母児同室の病院だったので、「今日はナースステーションで赤ちゃんお預かりしますね」という言葉に何度救われたことか。
家に戻ってきてからの闘い
退院し自宅に帰ってからの1か月はさらに怒涛の日々。不安とイライラの波に襲われ続けていて、我が子がかわいいという感情よりも、なんとか無事に今日を終えられた、でもまた今日も来てしまったという無限ループ状態にはまっていたような気がします。(このあたりの話はぜひ里帰りについてのコラムも覗いてみてください)母親になったんだな、という感情を感じている暇もなかったという感じです。
実際に「私って母親という存在で生きているんだ!母親としてやっていくんだな」とふと気づいたのは、2カ月で迎えた最初の予防接種の時。授乳感覚も落ち着き、生活リズムもついてきて散歩できる余裕も出てきて頃です。




この時に受付でも、診察中でも、「お母さん、ママ」と周りからたくさん声を掛けられ、書類の保護者欄には自分の名前を書くことで、私ってこの子の親なんだ、予防接種の副反応があったり何か異常があったときに気づいてあげて責任もって連れてきてあげないといけないのは自分なんだと感じたときでした。

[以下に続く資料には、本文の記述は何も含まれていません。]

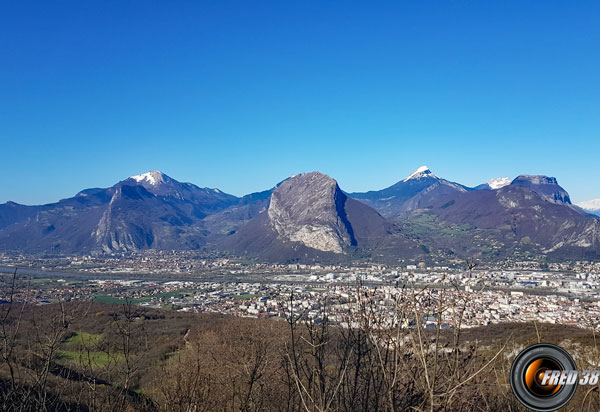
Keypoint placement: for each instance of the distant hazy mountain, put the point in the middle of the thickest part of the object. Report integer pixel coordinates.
(532, 215)
(419, 190)
(545, 186)
(591, 206)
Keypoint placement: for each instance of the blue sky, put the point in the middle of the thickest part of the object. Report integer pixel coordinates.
(239, 95)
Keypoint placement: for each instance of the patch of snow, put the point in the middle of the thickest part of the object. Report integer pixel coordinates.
(154, 177)
(593, 204)
(498, 182)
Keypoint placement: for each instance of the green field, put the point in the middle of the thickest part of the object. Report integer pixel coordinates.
(164, 295)
(83, 339)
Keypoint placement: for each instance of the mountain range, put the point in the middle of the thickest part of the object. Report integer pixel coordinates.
(308, 217)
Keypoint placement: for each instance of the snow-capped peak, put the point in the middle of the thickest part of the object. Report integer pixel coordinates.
(153, 177)
(421, 172)
(593, 204)
(498, 182)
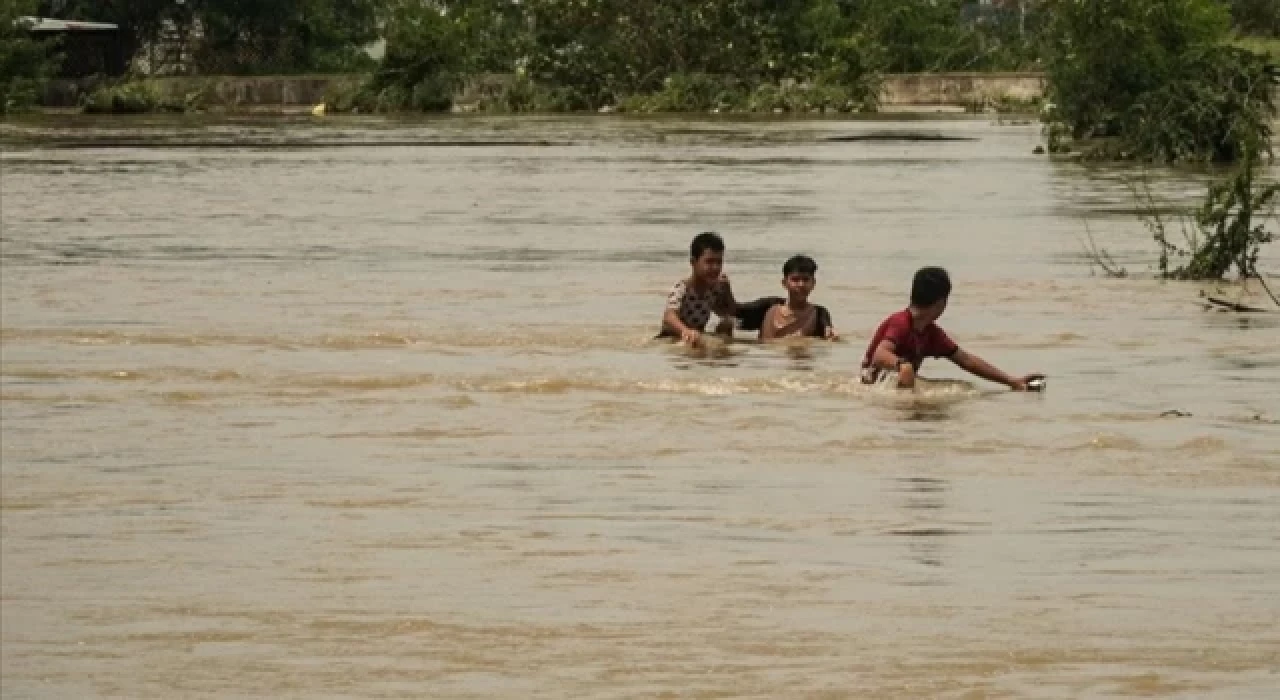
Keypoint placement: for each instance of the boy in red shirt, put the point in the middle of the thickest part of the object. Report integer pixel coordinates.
(904, 339)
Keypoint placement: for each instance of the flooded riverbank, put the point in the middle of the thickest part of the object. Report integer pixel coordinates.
(371, 408)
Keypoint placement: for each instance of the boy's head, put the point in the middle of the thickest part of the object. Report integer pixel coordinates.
(799, 277)
(707, 256)
(929, 292)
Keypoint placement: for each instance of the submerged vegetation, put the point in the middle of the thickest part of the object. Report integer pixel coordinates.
(1156, 81)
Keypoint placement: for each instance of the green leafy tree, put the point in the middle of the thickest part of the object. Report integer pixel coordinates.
(1156, 78)
(24, 63)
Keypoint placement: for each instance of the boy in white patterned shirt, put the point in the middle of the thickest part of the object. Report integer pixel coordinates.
(707, 289)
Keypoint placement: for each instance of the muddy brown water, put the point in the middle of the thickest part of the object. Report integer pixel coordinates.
(370, 408)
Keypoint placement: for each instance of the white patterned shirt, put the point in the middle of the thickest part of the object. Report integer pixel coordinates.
(693, 307)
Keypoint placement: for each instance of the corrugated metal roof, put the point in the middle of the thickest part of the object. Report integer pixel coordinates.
(49, 24)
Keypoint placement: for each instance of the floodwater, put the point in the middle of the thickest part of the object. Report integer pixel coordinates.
(356, 407)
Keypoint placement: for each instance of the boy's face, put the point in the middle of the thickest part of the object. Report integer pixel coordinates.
(709, 265)
(799, 286)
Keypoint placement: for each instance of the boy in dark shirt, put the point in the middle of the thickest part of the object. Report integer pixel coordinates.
(707, 289)
(904, 339)
(795, 316)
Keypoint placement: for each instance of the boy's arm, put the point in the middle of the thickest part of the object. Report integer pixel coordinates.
(767, 330)
(978, 366)
(886, 358)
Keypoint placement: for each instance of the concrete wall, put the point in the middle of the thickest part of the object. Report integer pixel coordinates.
(926, 90)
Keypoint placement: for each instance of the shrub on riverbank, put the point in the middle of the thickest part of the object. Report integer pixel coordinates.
(1156, 81)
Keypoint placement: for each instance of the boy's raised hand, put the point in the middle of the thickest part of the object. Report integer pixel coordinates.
(1022, 384)
(906, 375)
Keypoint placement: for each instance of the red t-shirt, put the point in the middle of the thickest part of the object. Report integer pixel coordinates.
(931, 342)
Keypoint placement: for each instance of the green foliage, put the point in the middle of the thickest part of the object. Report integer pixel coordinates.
(1257, 17)
(24, 64)
(1228, 230)
(270, 36)
(425, 60)
(649, 55)
(1156, 81)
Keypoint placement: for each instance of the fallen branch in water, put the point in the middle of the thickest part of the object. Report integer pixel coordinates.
(1101, 257)
(1232, 306)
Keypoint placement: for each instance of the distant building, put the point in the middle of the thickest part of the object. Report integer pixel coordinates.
(86, 47)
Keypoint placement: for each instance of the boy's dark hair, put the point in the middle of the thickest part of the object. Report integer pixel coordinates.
(799, 264)
(704, 242)
(931, 286)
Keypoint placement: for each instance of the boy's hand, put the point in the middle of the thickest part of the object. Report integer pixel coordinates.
(906, 376)
(1019, 384)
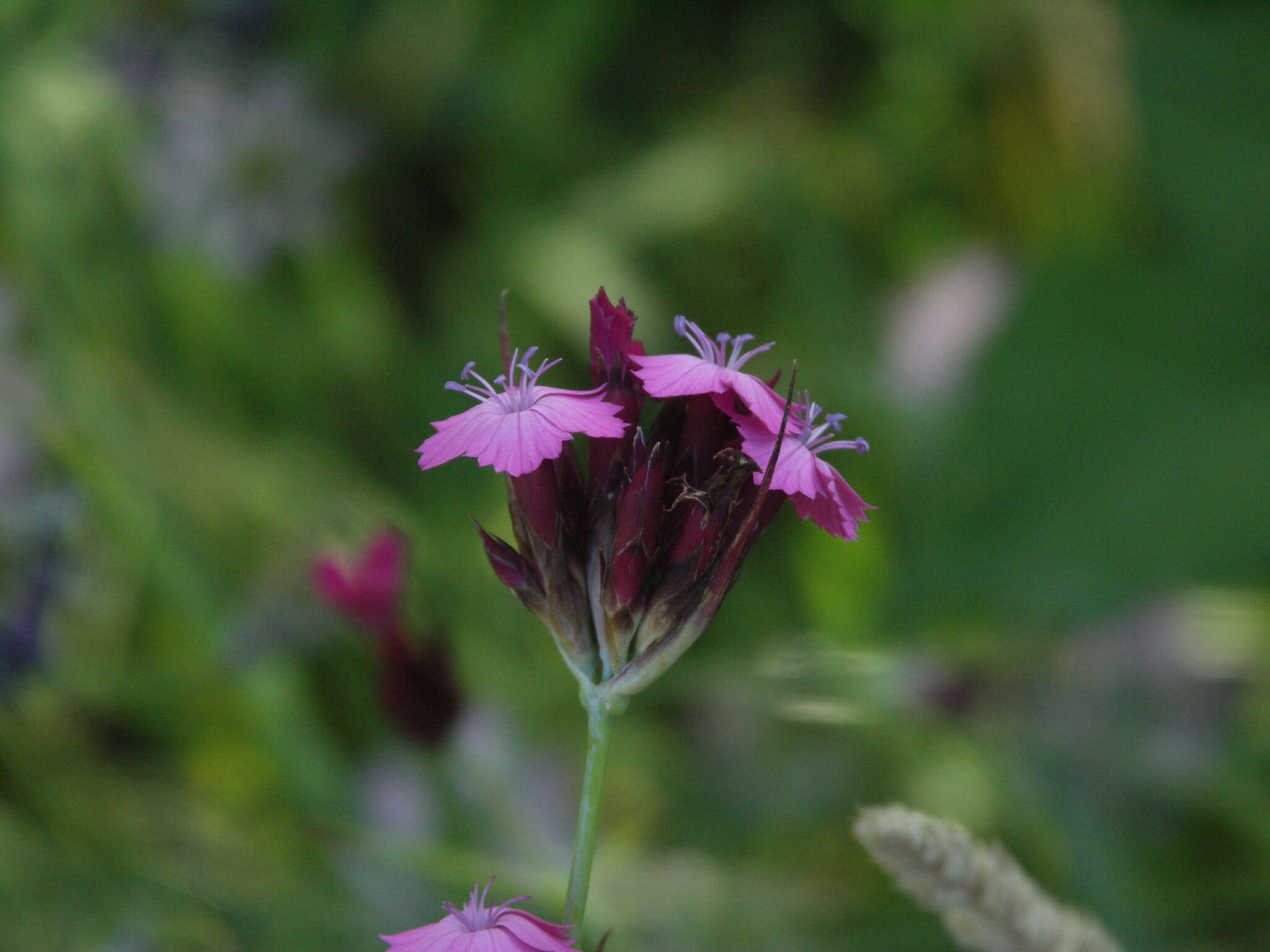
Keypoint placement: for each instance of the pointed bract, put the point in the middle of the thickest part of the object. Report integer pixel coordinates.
(817, 490)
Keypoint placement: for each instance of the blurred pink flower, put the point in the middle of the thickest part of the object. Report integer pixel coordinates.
(716, 369)
(417, 682)
(815, 489)
(517, 430)
(367, 589)
(481, 928)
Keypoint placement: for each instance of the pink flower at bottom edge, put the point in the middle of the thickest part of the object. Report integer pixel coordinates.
(817, 490)
(481, 928)
(515, 431)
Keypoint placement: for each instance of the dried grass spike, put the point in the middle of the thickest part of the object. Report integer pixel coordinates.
(986, 901)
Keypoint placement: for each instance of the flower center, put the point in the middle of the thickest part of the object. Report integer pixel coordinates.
(716, 351)
(517, 391)
(475, 915)
(819, 437)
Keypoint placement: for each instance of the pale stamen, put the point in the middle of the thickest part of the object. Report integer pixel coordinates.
(717, 351)
(517, 389)
(817, 437)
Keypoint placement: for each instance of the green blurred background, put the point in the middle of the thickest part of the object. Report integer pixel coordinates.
(243, 243)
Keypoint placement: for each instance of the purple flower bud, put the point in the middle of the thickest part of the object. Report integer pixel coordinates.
(511, 568)
(539, 495)
(611, 348)
(639, 517)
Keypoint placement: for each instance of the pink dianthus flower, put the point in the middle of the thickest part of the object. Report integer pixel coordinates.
(716, 369)
(515, 431)
(481, 928)
(817, 490)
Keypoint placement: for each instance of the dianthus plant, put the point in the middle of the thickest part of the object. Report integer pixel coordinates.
(629, 562)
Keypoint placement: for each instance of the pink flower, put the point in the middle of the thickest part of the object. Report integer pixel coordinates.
(481, 928)
(517, 430)
(370, 588)
(717, 369)
(417, 682)
(817, 490)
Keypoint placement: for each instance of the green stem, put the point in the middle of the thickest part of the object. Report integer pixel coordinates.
(600, 729)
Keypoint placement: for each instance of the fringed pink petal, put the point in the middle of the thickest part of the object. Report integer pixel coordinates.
(761, 400)
(536, 933)
(853, 506)
(797, 470)
(573, 413)
(827, 513)
(520, 442)
(437, 937)
(680, 375)
(459, 436)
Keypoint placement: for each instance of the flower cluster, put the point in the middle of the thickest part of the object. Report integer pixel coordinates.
(628, 564)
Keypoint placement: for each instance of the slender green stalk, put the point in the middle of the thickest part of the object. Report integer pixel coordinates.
(600, 730)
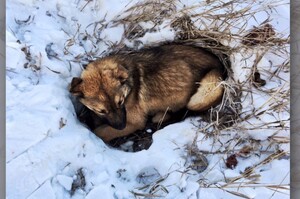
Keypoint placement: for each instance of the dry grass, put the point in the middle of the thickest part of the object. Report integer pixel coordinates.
(221, 27)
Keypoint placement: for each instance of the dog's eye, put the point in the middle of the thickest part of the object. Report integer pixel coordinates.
(121, 101)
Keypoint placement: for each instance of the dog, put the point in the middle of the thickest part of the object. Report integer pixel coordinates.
(127, 89)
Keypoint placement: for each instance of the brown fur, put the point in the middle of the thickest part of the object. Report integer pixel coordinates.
(126, 89)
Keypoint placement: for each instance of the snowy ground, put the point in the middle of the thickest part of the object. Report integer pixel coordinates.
(50, 154)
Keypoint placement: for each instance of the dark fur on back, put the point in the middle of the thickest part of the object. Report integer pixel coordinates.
(128, 88)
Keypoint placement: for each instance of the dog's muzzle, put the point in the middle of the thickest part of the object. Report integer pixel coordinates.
(119, 121)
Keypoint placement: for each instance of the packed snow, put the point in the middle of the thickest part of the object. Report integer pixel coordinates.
(50, 154)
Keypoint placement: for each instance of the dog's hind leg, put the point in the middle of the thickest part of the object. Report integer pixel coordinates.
(209, 93)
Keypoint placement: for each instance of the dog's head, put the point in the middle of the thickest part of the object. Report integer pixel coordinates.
(103, 88)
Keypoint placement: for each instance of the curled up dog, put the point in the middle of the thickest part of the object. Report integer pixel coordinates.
(127, 89)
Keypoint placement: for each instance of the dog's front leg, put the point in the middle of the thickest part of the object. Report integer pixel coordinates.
(107, 133)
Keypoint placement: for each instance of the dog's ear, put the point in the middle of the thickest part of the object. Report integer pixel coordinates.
(122, 73)
(75, 86)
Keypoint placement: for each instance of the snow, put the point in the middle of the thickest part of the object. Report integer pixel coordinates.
(43, 158)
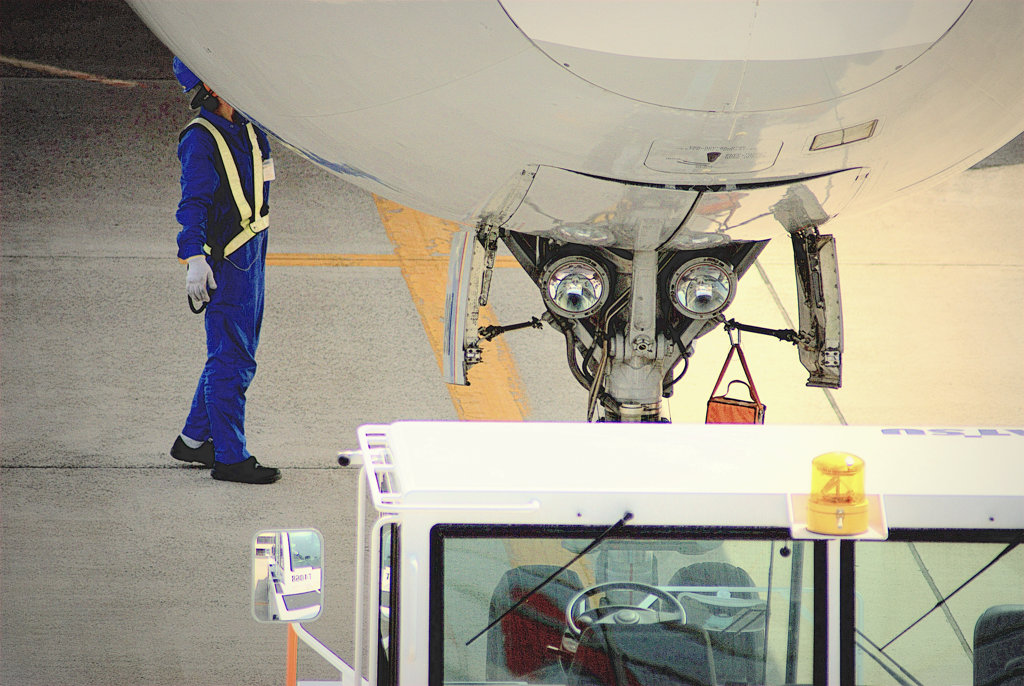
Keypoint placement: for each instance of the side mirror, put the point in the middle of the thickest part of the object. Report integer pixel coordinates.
(288, 575)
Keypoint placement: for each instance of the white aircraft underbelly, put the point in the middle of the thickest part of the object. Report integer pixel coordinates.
(633, 156)
(452, 108)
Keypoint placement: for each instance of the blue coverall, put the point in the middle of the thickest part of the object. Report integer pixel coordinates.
(208, 214)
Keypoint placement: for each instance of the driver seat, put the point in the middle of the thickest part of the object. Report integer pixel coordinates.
(737, 634)
(656, 654)
(523, 646)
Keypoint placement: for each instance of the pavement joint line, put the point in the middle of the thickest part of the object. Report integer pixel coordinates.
(68, 73)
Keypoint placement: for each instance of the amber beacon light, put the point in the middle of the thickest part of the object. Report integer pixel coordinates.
(838, 505)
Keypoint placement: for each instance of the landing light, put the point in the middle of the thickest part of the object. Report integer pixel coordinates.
(702, 288)
(844, 136)
(838, 505)
(574, 286)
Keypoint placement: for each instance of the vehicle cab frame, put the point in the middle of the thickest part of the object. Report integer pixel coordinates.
(628, 554)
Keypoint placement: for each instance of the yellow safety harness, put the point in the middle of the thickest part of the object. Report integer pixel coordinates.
(250, 223)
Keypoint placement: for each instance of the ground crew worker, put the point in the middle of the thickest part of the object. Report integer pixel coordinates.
(225, 175)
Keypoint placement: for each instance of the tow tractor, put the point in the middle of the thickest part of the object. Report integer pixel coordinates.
(642, 555)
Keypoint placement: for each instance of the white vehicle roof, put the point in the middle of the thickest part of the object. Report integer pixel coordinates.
(730, 475)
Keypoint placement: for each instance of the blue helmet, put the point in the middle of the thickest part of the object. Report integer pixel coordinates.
(184, 75)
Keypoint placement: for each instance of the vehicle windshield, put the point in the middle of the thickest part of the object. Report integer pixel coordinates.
(666, 608)
(939, 612)
(305, 549)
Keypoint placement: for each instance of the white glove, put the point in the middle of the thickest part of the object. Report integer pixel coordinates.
(199, 280)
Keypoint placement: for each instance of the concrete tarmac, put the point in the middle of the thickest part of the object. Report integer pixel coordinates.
(121, 566)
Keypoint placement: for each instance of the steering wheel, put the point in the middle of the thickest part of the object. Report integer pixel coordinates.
(624, 614)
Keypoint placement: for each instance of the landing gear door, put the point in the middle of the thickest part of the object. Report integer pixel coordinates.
(462, 306)
(820, 307)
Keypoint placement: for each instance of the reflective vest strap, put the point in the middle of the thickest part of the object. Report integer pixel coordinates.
(249, 226)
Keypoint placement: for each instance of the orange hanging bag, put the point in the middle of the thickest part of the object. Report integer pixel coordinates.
(724, 410)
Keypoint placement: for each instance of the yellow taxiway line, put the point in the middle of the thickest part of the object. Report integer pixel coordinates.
(421, 250)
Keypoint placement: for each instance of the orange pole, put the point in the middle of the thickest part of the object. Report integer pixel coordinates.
(292, 667)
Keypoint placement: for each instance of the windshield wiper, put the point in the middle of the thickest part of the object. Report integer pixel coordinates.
(593, 544)
(942, 601)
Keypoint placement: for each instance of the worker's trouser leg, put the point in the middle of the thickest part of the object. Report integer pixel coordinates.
(218, 409)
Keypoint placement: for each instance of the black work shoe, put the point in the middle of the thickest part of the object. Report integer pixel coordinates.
(203, 455)
(249, 471)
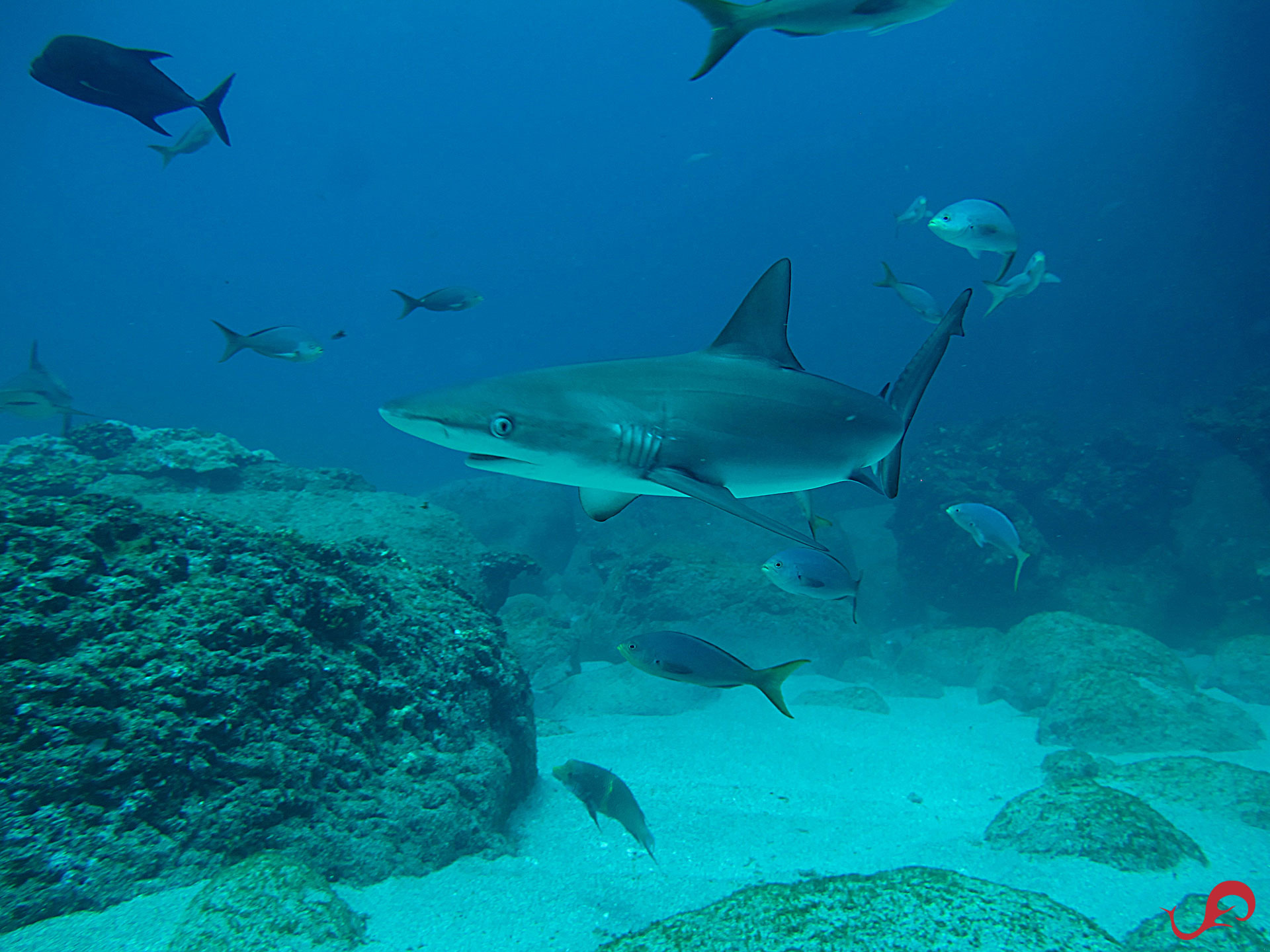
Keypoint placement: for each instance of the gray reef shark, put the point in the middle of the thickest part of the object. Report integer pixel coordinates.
(804, 18)
(740, 419)
(37, 393)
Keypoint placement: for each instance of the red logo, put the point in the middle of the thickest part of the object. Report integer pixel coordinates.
(1213, 908)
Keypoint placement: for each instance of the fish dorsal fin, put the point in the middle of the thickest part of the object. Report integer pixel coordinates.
(757, 329)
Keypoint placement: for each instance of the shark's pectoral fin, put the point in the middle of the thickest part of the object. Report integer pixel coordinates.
(601, 504)
(720, 498)
(867, 477)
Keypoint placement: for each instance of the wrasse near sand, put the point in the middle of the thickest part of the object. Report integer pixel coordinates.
(127, 80)
(804, 18)
(740, 419)
(603, 793)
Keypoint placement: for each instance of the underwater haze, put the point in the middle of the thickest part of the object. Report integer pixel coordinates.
(540, 154)
(280, 670)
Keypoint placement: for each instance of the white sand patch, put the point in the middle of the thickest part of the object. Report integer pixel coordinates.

よくよく考えてみると、最初の一カ月は怒涛過ぎて目の前の事しか考えたり行動に移す余裕はなく自分が母親になったと改めて感じる時間は全くありませんでした。さらにちょっと落ち着いてきた1か月が過ぎたころはコロナの影響もあり、自治体等で開催している教室等はほぼ中止。予防接種の期間までに夫や親族以外にこんなに「お母さん、ママ」と私を表現する言葉をかけられたことはありませんでした。
気負わずに一緒に過ごす時間を大切に
もちろん我が子はかわいいし、守ってあげたい。
でも母親としての自覚、自分が母親なんだという思いは妊娠中ずっと一緒に過ごしていて、出産後も何度も授乳して、何度もおむつ替えをしているけど、完全な実感があるかと聞かれればそうでもないような感じです。
周りから向けられた言葉や役割で実感が湧いてきているような気がします。
子どもを守ってあげたいという母性のような気持と、母親としての自覚って実は同時に同じようなスピードで大きくなっていくようなものでもないんだなと実際に自分の妊娠と出産、育児を通して感じています。まだまだ育児も始まったばかりなので、今後どのように感じるか分からないし、考え方も変わるかもしれませんが…
ただ一つ言えるのは「子どもと一緒に過ごす時間があること」で今までにない自分の考え方や物のとらえ方、経験ができているという事。
この経験は大事にしながら保健師としてのスキルアップをしていけたらいいなと思っています。